“Plenty of opportunities for AI in forestry”

Interview

 

 

M I S T R A D I G I T A L F O R E S T 2 0 2 5 H I G H L I G H T S

In a few short years, AI has transformed the way we work and make decisions. For the forestry sector this development brings both significant opportunities, and new risks. Kristina Knaving, senior AI expert at RISE, shares her views on the matter.

What opportunities do you see for AI in forestry?

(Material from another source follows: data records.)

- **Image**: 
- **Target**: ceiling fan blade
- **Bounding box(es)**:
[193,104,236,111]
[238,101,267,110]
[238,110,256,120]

– The opportunities are numerous. Right now, image recognition is a particularly interesting area where AI automatically interprets images from satellites, drones and cameras in the field. This opens the door to large-scale forest inventory, where damage and diseases can be identified at an early stage. It then provides a solid basis for decision-making, in order to balance production targets with environmental and nature conservation goals. Other exciting areas include analysing camera and sensor data to detect machine wear and tear, and the fact that generative AI can program prototypes incredibly quickly. It becomes easier to test ideas, compare scenarios and make informed decisions at an early stage.

Kristina Knaving 2
Kristina Knaving, RISE.

What challenges do you see in relation to data accessibility?

– Generally speaking, the more training data we have, the better the models become. This requires various forms of collaboration; companies need to become better at sharing data, but in practice this is difficult, and is often sensitive. GDPR, trade secrets and uncertainties surrounding the division of responsibility all mean that a great deal of information is kept under lock and key. It can also be difficult to coordinate data that has been collected in different ways, and in different formats.

– Information security, in particular, is a major issue going forward. For example, how should forest owners respond to the fact that open datasets, such as satellite images, can provide other industry players with valuable information about their land? And how do we handle privacy issues, such as the fact that harvester data contains information both about the forest, and also about the machine operator?

You often say that the best data is the right data, followed by no data, and last of all, bad data. Please elaborate!

– That the data is relevant to the task and that we understand its limitations is even more important than the sheer volume of data. For example, data on trees selected for felling should not be used to answer questions about the entire stand. Given that many organisations purchase off-the-shelf AI solutions, more people need to be trained in AI and to gain the expertise needed to ask critical questions about the data that has been used. Knowledge of norms and bias is also required here. A planning tool trained on an excessive amount of data on spruce risks suggesting spruce over pine more frequently, and risks being less effective at assessing pine. These norms are built into the goals that the systems are optimised for. If AI is trained to maximise efficiency, values such as biodiversity and social considerations risk being sidelined.

Large language models have become a valued tool. How should organisations approach this?

– Every organisation needs to establish clear guidelines on how AI should be used, and on what company data may be fed into language model services. It’s worth remembering that AI doesn’t reason like we do, even though it may seem that way when reading text generated by AI. Think about what you yourself would have answered, before the language model responds to a question – and always review the result. Verification remains absolutely crucial. AI can save time, but as the user, you are the one making the judgement. Question the answers, refine the questions, and remember that you are the expert on your forestry operations – not AI.